Portland Pride Week is happening soon! Learn more about upcoming events and how to show your support: https://pridenw.org/
This Saturday, I’m attending an all day workshop to become certified to write letters for transgender individuals who wish to undergo gender-affirming surgery. I’d like to say I’ve always been a fierce ally, or accomplice, for the LGBTQIA community, but, like many of us, I am late to the process of recognizing my privilege. More importantly, I’ve only begun to see the ways I benefit from systemic, institutionalized prejudice and racism. The recent election nightmare has been a huge wake up call.
Here’s what I’ve learned. It’s not enough to cheer from the sidelines as groups and individuals fight for equality. I have to use what I have to change the way things work. It is the responsibility of white people to end racism. It is the responsibility of cis-hetero people to end prejudice. As Margaret Jacobsen recently wrote, it is time to stop thinking, “if you’re liberal and you’ve chosen to recycle and listen to NPR, then you can’t possibly be racist.”

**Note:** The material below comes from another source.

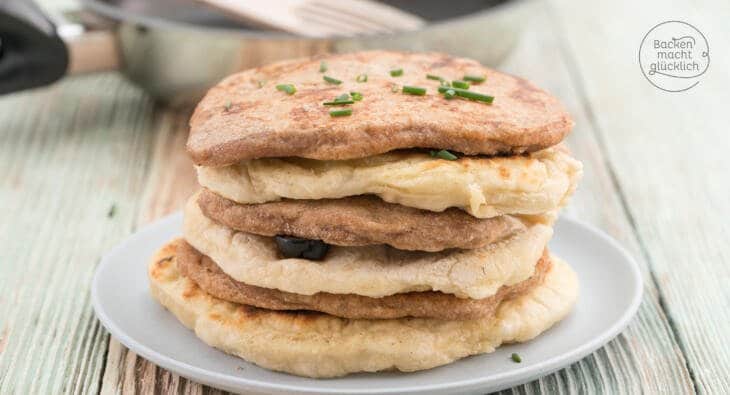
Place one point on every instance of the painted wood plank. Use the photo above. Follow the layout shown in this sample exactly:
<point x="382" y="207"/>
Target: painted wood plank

For real change to occur, we also need to use our talents, in real life, to create change. I am a psychiatrist. I have a medical degree. These are my tools, my talents, my power. So this Saturday, I am going to learn to use those things to start creating change.
I hope sharing this will encourage us all to think about what we can do to go from privileged to equal. What are your skills, your talents, where is your power? How can you use them to change the institutions that favor the privileged and keep out others?